Stochastic Multi-Armed Bandit

For the stochastic multi-armed bandit (sMAB), we implemented a Bernoulli multi-armed bandit based on Thompson sampling algorithm (Agrawal and Goyal, 2012).

title

The following notebook contains an example of usage of the class Smab, which implements the algorithm above.

[1]:
import numpy as np
import random
from pybandits.core.smab import Smab

First, we need to define the list of possible actions \(a_i \in A\) and the priors parameters for each Beta distibution \(\alpha, \beta\). By setting them all to 1, all actions have the same probability to be selected by the bandit at the beginning before the first update.

[2]:
# define actions
action_ids = ['Action A', 'Action B', 'Action C']
[3]:
# define beta priors parameters
success_priors = {'Action A': 1,
                  'Action B': 1,
                  'Action C': 1}

failure_priors = {'Action A': 1,
                  'Action B': 1,
                  'Action C': 1}

We can now init the bandit given the list of actions \(a_i\) and the success/failure beta priors parameters \(\alpha, \beta\).

[4]:
# init stochastic Multi-Armed Bandit model
smab = Smab(action_ids=action_ids,
            success_priors=success_priors,
            failure_priors=failure_priors)

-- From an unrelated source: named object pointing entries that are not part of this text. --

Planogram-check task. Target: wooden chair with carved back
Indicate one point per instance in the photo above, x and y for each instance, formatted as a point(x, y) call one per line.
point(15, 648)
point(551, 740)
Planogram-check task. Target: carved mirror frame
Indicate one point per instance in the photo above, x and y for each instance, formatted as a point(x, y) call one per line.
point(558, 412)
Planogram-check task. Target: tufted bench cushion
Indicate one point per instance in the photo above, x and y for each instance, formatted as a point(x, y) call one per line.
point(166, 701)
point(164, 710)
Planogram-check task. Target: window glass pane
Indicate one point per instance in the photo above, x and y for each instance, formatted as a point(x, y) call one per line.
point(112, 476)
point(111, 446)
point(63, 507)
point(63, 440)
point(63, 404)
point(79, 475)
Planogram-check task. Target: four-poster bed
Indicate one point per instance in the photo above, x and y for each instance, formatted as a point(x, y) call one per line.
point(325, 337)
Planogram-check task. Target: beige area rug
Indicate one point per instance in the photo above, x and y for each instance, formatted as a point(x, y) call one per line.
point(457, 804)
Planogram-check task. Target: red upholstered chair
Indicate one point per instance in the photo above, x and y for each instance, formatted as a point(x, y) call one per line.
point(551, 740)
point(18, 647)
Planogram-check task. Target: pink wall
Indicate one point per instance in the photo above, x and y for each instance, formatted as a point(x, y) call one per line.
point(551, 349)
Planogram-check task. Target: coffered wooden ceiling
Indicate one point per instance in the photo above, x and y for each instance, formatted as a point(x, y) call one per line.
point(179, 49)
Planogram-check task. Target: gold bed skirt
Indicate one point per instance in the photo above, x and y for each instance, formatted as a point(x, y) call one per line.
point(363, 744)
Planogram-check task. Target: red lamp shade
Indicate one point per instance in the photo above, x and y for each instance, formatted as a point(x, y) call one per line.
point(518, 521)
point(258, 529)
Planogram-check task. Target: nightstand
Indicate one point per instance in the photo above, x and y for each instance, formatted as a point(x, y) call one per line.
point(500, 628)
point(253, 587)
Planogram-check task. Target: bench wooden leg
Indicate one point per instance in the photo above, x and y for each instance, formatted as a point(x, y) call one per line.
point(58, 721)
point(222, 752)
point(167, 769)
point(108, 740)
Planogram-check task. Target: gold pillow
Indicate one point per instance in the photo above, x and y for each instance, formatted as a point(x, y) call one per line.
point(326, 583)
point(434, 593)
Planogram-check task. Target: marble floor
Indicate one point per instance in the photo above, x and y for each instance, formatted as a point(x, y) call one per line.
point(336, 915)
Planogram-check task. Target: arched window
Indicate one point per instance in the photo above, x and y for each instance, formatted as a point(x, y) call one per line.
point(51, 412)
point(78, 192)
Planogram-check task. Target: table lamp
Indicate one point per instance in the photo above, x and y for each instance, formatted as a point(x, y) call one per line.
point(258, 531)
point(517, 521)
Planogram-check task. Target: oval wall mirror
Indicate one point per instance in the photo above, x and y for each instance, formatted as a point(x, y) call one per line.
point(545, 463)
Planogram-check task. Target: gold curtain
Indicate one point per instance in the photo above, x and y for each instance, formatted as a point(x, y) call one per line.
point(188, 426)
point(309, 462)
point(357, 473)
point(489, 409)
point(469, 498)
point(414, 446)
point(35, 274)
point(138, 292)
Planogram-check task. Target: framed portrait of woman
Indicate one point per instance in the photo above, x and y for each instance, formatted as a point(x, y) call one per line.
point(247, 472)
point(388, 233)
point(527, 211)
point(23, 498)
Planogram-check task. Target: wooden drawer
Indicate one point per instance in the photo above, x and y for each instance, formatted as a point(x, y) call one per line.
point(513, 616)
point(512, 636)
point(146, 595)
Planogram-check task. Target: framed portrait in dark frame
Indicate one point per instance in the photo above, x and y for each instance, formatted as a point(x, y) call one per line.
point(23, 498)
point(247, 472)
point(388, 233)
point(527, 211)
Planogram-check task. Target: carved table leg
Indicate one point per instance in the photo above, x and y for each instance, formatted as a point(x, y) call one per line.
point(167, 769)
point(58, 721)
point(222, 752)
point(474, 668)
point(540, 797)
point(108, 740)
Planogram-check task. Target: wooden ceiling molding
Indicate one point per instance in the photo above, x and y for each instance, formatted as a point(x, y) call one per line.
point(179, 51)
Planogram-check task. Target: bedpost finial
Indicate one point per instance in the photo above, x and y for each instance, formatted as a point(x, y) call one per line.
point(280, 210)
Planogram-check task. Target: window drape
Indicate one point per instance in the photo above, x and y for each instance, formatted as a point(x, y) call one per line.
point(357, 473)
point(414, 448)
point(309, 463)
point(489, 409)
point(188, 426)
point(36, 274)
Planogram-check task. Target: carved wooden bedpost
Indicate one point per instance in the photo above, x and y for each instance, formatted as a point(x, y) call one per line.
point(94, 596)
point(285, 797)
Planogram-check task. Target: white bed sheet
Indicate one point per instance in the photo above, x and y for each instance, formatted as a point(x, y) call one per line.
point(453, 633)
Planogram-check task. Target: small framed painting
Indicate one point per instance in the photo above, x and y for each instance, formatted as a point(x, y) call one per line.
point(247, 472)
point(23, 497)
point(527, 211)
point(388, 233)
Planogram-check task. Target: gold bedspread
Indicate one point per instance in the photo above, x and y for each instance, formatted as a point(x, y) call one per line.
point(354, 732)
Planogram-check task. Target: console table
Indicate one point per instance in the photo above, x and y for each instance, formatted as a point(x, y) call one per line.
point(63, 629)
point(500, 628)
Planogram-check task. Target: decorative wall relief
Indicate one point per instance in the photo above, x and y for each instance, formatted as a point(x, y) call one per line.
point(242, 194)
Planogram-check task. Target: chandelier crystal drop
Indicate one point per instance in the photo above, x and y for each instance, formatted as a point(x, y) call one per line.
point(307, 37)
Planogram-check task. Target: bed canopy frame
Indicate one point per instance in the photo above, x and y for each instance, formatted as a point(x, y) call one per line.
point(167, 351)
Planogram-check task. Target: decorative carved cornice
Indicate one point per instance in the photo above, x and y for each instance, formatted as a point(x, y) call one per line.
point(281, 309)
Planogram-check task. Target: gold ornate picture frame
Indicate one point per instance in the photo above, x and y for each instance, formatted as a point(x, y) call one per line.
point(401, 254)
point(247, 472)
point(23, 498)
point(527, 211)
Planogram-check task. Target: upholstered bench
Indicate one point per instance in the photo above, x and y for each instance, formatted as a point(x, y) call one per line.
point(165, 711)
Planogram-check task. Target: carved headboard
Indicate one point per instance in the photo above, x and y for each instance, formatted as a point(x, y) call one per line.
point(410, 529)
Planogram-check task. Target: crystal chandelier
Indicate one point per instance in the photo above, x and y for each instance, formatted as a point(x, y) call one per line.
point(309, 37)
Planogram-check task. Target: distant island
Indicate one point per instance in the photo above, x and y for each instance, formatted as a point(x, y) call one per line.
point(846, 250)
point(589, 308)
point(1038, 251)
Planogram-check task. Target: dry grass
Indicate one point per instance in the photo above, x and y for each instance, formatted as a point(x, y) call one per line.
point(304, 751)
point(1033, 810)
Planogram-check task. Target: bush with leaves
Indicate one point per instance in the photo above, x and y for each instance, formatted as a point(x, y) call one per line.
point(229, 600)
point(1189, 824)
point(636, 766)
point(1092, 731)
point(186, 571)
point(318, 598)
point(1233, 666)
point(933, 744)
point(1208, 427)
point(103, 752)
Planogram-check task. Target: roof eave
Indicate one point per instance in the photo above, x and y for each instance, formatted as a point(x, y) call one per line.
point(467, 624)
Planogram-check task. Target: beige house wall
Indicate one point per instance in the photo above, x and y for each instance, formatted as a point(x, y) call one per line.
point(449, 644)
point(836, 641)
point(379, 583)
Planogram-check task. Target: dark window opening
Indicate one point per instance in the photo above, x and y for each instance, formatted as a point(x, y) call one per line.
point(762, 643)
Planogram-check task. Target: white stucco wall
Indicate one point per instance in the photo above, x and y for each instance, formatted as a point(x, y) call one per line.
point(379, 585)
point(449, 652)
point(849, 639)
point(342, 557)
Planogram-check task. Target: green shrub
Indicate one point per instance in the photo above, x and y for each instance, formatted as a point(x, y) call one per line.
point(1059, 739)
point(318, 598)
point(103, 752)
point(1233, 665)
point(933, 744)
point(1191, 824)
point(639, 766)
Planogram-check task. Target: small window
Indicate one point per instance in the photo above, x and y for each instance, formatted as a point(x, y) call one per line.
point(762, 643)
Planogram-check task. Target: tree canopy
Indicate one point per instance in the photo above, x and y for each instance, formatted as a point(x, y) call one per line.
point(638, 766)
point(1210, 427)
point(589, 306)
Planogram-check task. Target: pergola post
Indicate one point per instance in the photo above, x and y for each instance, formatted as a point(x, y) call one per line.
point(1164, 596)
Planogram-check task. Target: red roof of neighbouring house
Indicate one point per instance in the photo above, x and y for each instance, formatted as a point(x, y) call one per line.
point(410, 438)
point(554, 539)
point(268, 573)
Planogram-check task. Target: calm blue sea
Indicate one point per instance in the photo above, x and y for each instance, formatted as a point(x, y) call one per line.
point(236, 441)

The predict function below returns the action selected by the bandit at time \(t\): \(a_t = argmax_k \theta_k^t\), where \(\theta_k^t\) is the sample from the Beta distribution \(k\) at time \(t\). The bandit selects one action at time when n_samples=1, or it selects batches of samples when n_samples>1.

[5]:
# predict actions
pred_actions, _ = smab.predict(n_samples=1000)
print('Recommended action: {}'.format(pred_actions[:10]))
Recommended action: ['Action C', 'Action C', 'Action C', 'Action B', 'Action B', 'Action C', 'Action B', 'Action C', 'Action A', 'Action B']

Now, we observe the rewards from the environment. In this example rewards are randomly simulated.

[6]:
# simulate rewards from environment
n_successes, n_failures = {}, {}
for a in action_ids:
    n_successes[a] = random.randint(0, pred_actions.count(a))
    n_failures[a] = pred_actions.count(a) - n_successes[a]
    print('{}: n_successes={}, n_failures={}'.format(a, n_successes[a], n_failures[a]))
Action A: n_successes=285, n_failures=31
Action B: n_successes=123, n_failures=210
Action C: n_successes=261, n_failures=90

Finally we update the model providing per each action the number of successes \(S_i\) and the number of failures \(F_i\).

[7]:
# update model
for a in action_ids:
    smab.update(action_id=a, n_successes=n_successes[a], n_failures=n_failures[a])